The Core / Door to Hell

The art of science fiction

Why science fiction, you ask? Because it’s beautiful. Because, even in it’s insanity and implausibility, it’s a place that’s lovely to look at and astonishingly easy to use.  I’m focusing on the beauty in this post because I just re-watched one of my favorite movies… Event Horizon.

Event Horizon is the name of one of the best sci-horror movies in recent memory. If you haven’t seen it, check out the description on IMDB.

Event Horizon is also the name of the evil ship that the movie is based on.The Event Horizon

Oddly enough, my 19-year-old self didn’t see the beauty of the movie in 1997. I just thought it was a creepy spaceship movie. However, my 34-year-old self sees inspirational beauty in the rescue ship (the Lewis and Clark), the stranded Event Horizon, and its doomsday portal generator thingy (“The Core”).

The design of the machines in this movie would have to have been done by engineers that cared about design AND designers that cared about engineering. What does that mean? For engineering: quality, ingenuity, and a pride in workmanship that drives them to create monuments. For design: practicality, ingenuity, and a detail-focused pride in workmanship that drives them to create lasting art.

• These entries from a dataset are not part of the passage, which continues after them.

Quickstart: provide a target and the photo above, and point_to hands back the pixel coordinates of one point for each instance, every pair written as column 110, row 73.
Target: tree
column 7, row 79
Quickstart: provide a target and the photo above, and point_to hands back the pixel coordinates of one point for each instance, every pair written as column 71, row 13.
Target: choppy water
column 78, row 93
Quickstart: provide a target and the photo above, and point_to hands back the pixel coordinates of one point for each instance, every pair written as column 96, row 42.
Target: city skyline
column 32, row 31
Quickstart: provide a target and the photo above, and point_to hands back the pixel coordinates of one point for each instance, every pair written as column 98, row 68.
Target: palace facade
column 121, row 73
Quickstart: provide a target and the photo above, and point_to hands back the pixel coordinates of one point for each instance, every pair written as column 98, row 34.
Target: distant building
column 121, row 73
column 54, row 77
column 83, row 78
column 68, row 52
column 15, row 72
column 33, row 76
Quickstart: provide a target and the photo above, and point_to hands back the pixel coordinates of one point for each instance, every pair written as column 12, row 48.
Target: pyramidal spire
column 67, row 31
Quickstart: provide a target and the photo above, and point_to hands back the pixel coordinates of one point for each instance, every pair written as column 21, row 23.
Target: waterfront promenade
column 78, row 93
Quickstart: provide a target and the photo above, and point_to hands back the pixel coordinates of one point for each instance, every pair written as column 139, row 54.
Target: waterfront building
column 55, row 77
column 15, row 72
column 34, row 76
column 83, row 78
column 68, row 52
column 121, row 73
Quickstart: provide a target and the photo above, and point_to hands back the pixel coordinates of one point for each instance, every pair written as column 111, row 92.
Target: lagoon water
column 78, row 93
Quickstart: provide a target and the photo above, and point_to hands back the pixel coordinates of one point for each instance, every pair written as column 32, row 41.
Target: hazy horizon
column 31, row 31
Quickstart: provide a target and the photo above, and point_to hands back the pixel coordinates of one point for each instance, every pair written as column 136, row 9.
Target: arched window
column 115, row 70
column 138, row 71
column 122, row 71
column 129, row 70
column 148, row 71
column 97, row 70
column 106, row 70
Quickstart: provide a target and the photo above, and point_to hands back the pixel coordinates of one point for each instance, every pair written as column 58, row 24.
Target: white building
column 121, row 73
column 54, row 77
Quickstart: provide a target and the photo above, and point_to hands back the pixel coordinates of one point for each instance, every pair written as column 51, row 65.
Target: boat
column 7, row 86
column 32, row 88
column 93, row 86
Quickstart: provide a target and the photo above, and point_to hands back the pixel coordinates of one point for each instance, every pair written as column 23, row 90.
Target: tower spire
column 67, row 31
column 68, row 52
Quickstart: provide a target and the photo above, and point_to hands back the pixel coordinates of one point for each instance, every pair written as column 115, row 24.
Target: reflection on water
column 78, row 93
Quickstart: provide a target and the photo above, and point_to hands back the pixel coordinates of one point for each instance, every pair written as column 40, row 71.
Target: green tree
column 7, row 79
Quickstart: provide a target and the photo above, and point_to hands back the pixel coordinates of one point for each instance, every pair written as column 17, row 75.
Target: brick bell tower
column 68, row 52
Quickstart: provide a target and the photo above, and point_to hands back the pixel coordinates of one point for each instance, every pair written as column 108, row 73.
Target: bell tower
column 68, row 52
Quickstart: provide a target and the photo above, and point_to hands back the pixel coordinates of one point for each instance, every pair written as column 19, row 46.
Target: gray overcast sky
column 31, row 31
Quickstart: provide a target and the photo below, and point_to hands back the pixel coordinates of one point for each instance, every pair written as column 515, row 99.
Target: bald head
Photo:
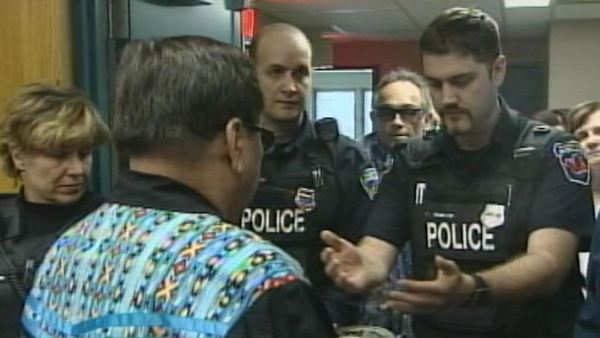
column 275, row 33
column 282, row 57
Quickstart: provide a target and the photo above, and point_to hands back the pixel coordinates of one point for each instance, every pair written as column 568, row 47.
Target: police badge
column 572, row 161
column 492, row 216
column 369, row 180
column 305, row 199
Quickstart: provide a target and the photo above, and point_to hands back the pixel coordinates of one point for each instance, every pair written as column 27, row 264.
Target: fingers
column 446, row 266
column 332, row 240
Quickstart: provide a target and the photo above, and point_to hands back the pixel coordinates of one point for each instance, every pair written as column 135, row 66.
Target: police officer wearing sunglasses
column 311, row 180
column 494, row 206
column 402, row 109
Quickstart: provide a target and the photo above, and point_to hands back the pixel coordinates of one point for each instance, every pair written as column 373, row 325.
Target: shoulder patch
column 369, row 180
column 572, row 161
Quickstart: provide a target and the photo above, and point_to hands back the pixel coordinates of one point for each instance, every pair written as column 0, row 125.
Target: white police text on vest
column 459, row 236
column 274, row 220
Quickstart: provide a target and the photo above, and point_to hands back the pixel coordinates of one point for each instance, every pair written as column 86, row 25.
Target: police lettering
column 462, row 236
column 277, row 221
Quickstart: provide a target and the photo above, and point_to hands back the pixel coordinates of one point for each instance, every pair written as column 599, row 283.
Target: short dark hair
column 172, row 92
column 403, row 74
column 468, row 31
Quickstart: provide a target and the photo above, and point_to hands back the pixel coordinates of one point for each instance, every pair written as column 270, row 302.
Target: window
column 344, row 94
column 339, row 105
column 367, row 106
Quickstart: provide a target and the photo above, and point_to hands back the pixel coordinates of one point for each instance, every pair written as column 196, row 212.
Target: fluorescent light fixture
column 338, row 29
column 526, row 3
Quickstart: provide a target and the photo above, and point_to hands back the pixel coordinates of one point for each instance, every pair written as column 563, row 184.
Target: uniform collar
column 305, row 133
column 503, row 138
column 14, row 222
column 159, row 192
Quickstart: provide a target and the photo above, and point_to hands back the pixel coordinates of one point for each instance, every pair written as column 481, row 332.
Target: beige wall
column 574, row 63
column 322, row 49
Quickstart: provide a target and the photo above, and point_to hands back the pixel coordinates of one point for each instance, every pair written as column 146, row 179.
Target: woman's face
column 53, row 178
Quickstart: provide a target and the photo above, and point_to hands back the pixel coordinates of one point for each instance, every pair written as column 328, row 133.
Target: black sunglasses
column 267, row 137
column 389, row 112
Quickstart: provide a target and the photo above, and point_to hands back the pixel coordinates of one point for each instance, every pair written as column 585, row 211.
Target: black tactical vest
column 479, row 223
column 296, row 199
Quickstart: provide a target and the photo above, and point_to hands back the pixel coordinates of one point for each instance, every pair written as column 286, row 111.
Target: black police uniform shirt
column 284, row 308
column 306, row 187
column 381, row 156
column 24, row 242
column 588, row 324
column 478, row 208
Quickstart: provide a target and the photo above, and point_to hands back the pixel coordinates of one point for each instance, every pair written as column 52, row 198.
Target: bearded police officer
column 494, row 205
column 310, row 181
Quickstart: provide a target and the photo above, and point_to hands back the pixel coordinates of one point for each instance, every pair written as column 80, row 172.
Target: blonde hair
column 50, row 119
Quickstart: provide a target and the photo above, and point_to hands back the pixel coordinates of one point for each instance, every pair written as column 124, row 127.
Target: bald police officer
column 311, row 180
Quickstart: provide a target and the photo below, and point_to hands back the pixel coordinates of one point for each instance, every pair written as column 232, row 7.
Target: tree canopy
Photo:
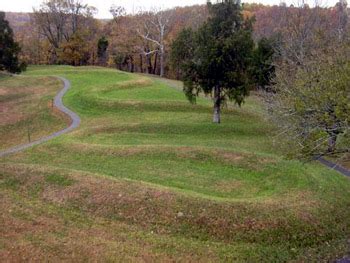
column 9, row 49
column 220, row 57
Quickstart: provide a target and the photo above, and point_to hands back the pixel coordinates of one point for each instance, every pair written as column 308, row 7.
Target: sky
column 131, row 5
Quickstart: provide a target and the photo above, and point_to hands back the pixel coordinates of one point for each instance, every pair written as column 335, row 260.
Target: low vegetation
column 26, row 109
column 147, row 177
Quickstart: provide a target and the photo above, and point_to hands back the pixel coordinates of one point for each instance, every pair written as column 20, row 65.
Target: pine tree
column 221, row 59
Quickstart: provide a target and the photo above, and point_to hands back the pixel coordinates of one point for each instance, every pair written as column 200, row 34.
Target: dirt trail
column 59, row 105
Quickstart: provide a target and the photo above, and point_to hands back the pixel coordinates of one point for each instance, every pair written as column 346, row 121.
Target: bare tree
column 59, row 20
column 154, row 29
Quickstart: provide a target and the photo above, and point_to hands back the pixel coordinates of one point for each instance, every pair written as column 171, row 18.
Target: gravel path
column 335, row 166
column 59, row 104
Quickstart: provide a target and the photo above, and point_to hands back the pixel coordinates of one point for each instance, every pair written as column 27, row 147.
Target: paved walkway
column 59, row 105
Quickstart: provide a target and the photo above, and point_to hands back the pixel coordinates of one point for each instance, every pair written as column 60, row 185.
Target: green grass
column 143, row 154
column 26, row 109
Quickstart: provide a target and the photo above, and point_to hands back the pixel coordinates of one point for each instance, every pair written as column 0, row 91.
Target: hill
column 148, row 177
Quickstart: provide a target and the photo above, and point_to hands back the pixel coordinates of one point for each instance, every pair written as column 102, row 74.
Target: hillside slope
column 148, row 177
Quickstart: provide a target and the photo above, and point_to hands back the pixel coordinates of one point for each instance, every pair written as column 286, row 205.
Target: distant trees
column 62, row 23
column 312, row 107
column 155, row 27
column 221, row 57
column 311, row 103
column 9, row 49
column 102, row 47
column 263, row 68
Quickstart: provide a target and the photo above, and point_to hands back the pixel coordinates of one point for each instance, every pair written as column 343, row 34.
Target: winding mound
column 148, row 177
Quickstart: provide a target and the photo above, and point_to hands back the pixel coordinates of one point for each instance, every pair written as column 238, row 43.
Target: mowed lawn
column 148, row 177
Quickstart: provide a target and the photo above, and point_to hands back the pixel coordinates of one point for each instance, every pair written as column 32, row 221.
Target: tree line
column 297, row 56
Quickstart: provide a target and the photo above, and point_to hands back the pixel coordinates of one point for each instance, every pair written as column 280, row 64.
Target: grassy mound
column 147, row 176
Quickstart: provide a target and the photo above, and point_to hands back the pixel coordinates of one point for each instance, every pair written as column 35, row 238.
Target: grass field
column 148, row 177
column 26, row 111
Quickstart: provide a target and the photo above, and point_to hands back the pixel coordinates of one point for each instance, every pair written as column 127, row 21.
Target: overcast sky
column 104, row 5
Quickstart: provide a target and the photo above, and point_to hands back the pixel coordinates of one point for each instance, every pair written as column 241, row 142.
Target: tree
column 75, row 52
column 182, row 50
column 154, row 29
column 102, row 47
column 59, row 20
column 312, row 107
column 263, row 69
column 9, row 49
column 221, row 59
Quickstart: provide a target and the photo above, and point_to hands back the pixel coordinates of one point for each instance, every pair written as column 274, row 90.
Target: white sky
column 104, row 5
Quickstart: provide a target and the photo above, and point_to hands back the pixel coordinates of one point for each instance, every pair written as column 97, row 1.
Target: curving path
column 59, row 104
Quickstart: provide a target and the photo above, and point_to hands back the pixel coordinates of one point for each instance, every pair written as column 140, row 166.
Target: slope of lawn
column 148, row 177
column 26, row 111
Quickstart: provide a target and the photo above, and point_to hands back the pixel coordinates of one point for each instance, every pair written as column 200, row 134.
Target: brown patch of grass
column 26, row 107
column 157, row 209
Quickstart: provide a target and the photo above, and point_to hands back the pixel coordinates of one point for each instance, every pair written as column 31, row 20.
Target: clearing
column 148, row 177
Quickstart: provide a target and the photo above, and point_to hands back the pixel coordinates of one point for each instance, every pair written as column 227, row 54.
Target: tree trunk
column 155, row 63
column 141, row 63
column 332, row 141
column 162, row 61
column 217, row 105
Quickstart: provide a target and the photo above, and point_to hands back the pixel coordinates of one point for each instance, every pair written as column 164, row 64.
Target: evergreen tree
column 102, row 47
column 9, row 49
column 221, row 59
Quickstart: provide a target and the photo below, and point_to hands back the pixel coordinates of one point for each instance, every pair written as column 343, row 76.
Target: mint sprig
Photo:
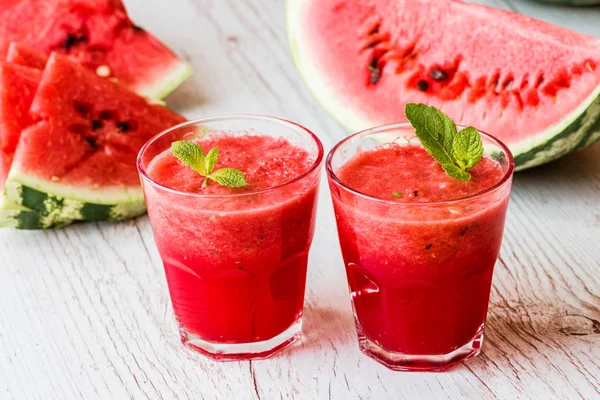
column 457, row 152
column 192, row 155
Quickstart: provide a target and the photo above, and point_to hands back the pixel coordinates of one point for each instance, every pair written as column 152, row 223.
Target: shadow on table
column 324, row 327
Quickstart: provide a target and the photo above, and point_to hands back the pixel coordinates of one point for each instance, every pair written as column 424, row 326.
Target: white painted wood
column 85, row 313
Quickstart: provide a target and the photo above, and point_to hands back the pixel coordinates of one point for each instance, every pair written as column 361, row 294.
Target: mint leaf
column 434, row 129
column 191, row 154
column 230, row 177
column 467, row 148
column 211, row 159
column 456, row 152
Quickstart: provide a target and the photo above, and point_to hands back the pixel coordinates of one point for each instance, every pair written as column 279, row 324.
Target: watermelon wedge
column 78, row 161
column 98, row 34
column 18, row 85
column 533, row 85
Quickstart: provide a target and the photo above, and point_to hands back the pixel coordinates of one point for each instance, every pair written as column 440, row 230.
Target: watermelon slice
column 78, row 161
column 22, row 55
column 98, row 34
column 534, row 85
column 18, row 85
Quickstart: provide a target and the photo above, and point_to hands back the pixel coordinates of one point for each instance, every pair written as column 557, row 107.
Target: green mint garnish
column 456, row 152
column 192, row 155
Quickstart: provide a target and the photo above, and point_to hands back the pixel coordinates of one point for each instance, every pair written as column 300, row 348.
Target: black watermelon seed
column 375, row 76
column 126, row 126
column 374, row 30
column 80, row 129
column 375, row 71
column 373, row 64
column 107, row 114
column 71, row 40
column 97, row 124
column 83, row 109
column 92, row 142
column 438, row 75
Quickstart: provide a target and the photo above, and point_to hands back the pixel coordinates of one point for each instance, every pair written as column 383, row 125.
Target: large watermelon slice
column 534, row 85
column 98, row 34
column 78, row 161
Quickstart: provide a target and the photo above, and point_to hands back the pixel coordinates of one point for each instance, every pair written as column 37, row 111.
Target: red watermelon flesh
column 91, row 129
column 23, row 55
column 97, row 33
column 534, row 85
column 18, row 85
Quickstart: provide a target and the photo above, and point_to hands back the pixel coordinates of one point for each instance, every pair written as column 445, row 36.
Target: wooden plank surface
column 85, row 313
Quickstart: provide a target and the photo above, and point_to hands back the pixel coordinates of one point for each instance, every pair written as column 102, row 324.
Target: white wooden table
column 85, row 313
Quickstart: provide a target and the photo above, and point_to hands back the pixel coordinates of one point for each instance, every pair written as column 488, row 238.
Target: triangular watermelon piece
column 23, row 55
column 18, row 85
column 79, row 161
column 98, row 34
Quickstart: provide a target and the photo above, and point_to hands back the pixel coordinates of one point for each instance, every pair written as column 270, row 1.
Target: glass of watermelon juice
column 419, row 246
column 235, row 258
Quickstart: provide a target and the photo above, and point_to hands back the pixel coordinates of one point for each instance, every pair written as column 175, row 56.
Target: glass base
column 421, row 363
column 243, row 351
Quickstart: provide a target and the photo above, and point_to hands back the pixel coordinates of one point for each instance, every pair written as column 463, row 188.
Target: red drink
column 236, row 258
column 419, row 246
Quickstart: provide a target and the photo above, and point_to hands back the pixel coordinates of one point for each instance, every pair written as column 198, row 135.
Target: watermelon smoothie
column 419, row 246
column 235, row 258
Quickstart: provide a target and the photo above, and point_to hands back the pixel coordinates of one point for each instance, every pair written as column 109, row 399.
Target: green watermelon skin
column 78, row 162
column 97, row 34
column 539, row 93
column 18, row 85
column 571, row 2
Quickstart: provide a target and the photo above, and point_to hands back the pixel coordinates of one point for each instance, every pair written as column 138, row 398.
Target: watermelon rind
column 19, row 217
column 578, row 129
column 73, row 203
column 168, row 82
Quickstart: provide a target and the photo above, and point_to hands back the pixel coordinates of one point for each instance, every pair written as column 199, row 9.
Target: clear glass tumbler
column 419, row 274
column 236, row 263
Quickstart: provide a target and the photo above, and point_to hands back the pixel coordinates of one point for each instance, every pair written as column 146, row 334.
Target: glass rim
column 223, row 117
column 332, row 175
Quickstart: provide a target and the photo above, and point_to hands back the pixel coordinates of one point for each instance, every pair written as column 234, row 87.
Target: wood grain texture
column 85, row 313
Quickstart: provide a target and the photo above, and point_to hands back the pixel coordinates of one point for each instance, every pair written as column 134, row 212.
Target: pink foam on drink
column 265, row 161
column 420, row 272
column 414, row 174
column 236, row 265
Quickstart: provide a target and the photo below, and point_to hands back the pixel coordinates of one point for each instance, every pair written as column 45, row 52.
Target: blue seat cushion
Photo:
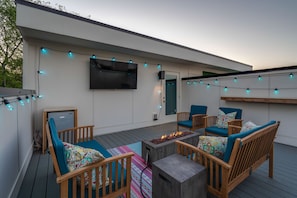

All members of the team involved in creating the final product, must care about both practicality and craftsmanship. Engineering needs to have some design ethos and design needs to live by some engineering principles. We see this bearing out in the market today with emphasis being placed on “everyone being a marketer,” customer experience being a business’s “only sustainable competitive advantage,” and product development initiatives such as Lean UX, where the entire team goes out to collect feedback from users.

The Core / Door to HellThe Event Horizon is a great example of what could happen in some unknown future when all of these business mantras converge to actually produce something. Even the Door to Hell (or The Core, whatever) is a stunning display of engineering and design with its smoothly rotating circles, lights, and egregiously intimidating spikes.

For this to happen, we all need to step up our games a bit. Stop with the silos and turf wars. Just think, if you don’t have to stand around policing engineering to be sure they maintain the tight tolerances you specified, you could be spending more time creating and discovering beauty. If engineers didn’t spend so much time either fighting impossible designs, or creating flawed implementations of impossible designs, they could be inventing some really cool shit.

The thing is, I want to work to make this future of hyper-talented product development happen… And not just because it’s also a future where we have a moon colony by 2015 and commercial Martian mining by 2032.

 

 

1 thought on “The art of science fiction”

  1. Agreed; form CAN follow function, but a little engineering-as-art creates something far more inspirational and satisfying.

    Event Horizon is one of my favs as well. A very Stephanson and Brunel- looking ship. Wish we could have seen it put thru some of its hellish paces!